Other than a reference to memorial sculptures depicting “white bodies,” there seemed little recognition of Britain and France as imperial powers whose empires were enlarged by Germany’s defeat—a silence filled with unspoken ironies. Votes for women in Britain and Germany were held up as a reward for war service without reference to the millions—women and men alike—whose hopes of emancipation were crushed. No insight was offered into what a nostalgic “return to order” might mean for much of the globe, or a French rediscovery of classicism aligned with “national identity” and “values of civilization.”
In 1918, the British War Memorials Committee was part of the Ministry of Information, the government’s propaganda arm. After the war, William Orpen’s oil painting To the Unknown British Soldier in France (1921–1928) was barred from the official collection until the artist removed the skeletal spirits of naked, dead soldiers and hovering cherubs he had painted beside the flag-draped coffin at Versailles.
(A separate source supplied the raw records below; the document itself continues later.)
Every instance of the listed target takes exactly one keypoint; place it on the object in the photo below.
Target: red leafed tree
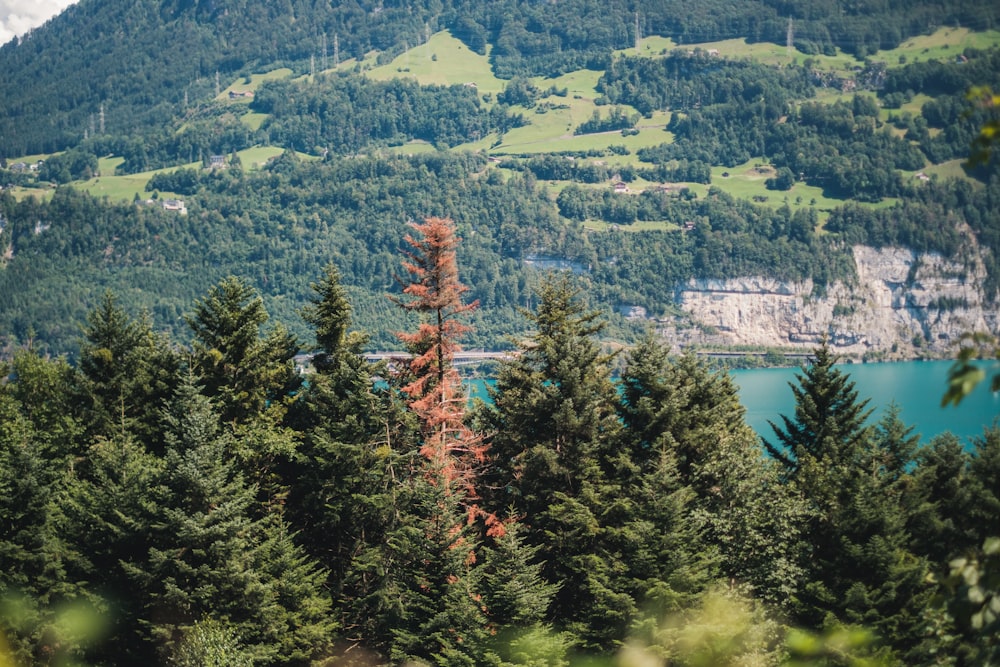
(435, 390)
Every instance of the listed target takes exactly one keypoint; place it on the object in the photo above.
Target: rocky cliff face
(903, 305)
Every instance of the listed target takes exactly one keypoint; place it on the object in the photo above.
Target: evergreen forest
(206, 504)
(203, 462)
(345, 174)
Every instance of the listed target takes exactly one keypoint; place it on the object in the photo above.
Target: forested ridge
(190, 504)
(271, 224)
(146, 63)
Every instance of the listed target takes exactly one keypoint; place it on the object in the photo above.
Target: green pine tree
(854, 548)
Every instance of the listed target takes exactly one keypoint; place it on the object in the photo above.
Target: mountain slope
(144, 62)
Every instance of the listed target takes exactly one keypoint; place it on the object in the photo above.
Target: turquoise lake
(915, 386)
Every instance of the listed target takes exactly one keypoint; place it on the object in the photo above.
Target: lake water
(915, 386)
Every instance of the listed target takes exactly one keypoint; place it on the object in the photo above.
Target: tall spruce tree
(679, 410)
(128, 371)
(552, 431)
(240, 366)
(356, 440)
(250, 375)
(432, 382)
(34, 553)
(210, 557)
(855, 545)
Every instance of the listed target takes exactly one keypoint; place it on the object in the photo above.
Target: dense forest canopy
(175, 488)
(177, 504)
(341, 191)
(140, 64)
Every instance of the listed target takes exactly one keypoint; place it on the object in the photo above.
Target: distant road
(463, 357)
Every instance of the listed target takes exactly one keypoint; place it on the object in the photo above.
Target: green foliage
(391, 112)
(209, 643)
(244, 371)
(858, 569)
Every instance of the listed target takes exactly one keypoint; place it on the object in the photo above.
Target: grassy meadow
(445, 60)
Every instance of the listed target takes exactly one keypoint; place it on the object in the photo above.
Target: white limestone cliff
(903, 305)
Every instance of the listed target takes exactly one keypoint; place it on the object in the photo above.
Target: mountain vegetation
(199, 463)
(189, 502)
(342, 188)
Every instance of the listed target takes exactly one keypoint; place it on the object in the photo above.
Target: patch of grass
(414, 148)
(253, 120)
(257, 157)
(943, 44)
(125, 188)
(642, 226)
(252, 83)
(650, 47)
(747, 181)
(445, 61)
(20, 193)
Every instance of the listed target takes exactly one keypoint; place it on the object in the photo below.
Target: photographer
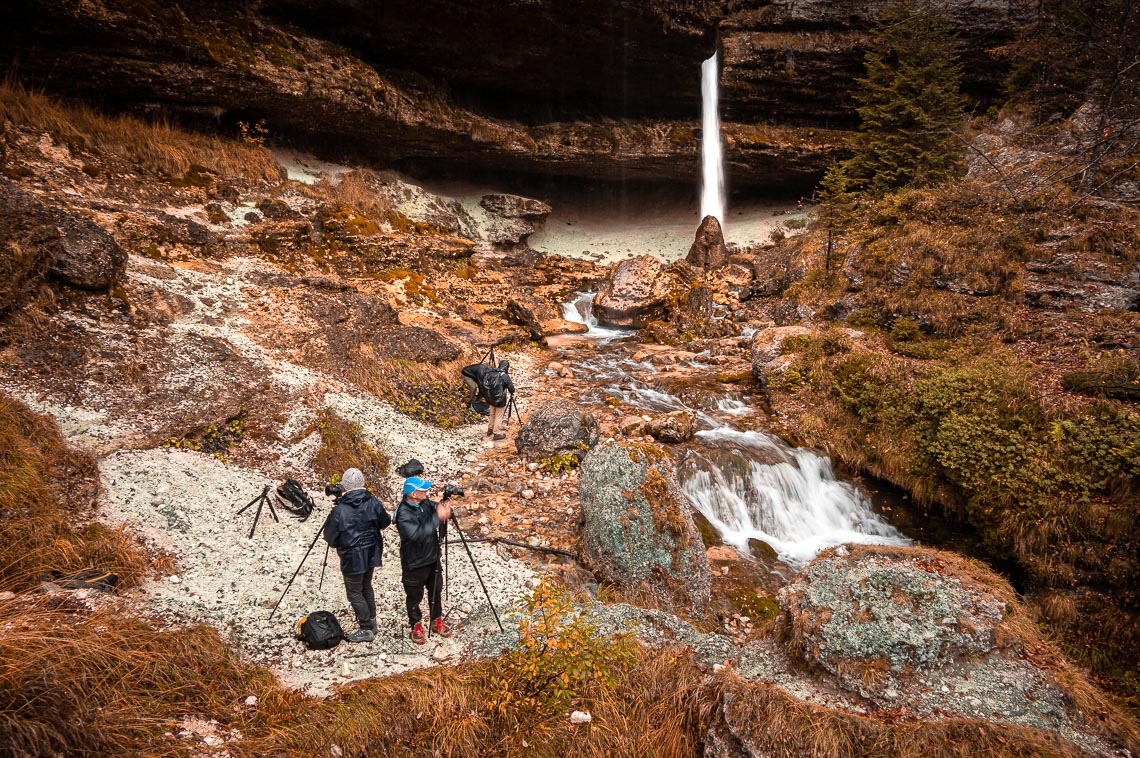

The catalogue for “Aftermath” shows both the altered painting and a photograph of the original with its ghostly apparitions. The absence of black servicemen from the Victory Parade was as much a propaganda exercise as censoring war art—with one eye to colonial control, the other to projecting a desired image of the nation into the future.
“Aftermath” noted that there were “few official memorials to the servicemen from Asia, Africa and the Caribbean.” But at a preview I attended, the Cenotaph in Frank Owen Salisbury’s oil painting The Passing of the Unknown Warrior, 11 November 1920 (1920) was described as representing all British and Empire dead. This essay was triggered by that half-truth: Could it be that, in an age of high imperialism, there was genuine equality in war remembrance? Or was the idea that Britain and Empire fought shoulder to shoulder, as brothers-in-arms, to face a democracy in death, a projection back from our own time—itself a kind of airbrushing of history?
British war graves policy is now, where possible, to “correct anomalies.” Yet, if the past is another country, how they did things differently—at times, pathologically—should be spotlit, not smoothed away. We need to be aware of the skeletons beside the coffin. Like Kentridge’s charcoal traces, we can at least remember what was erased, or made so painfully and violently to disappear from memory.
The Head & the Load will be at the Park Avenue Armory in New York from December 4 through 15. Mimesis: African Soldier is at the Imperial War Museum, London, until March 31, 2019; and “Lest We Forget?” is at the Imperial War Museum North in Manchester, England, until February 24, 2019.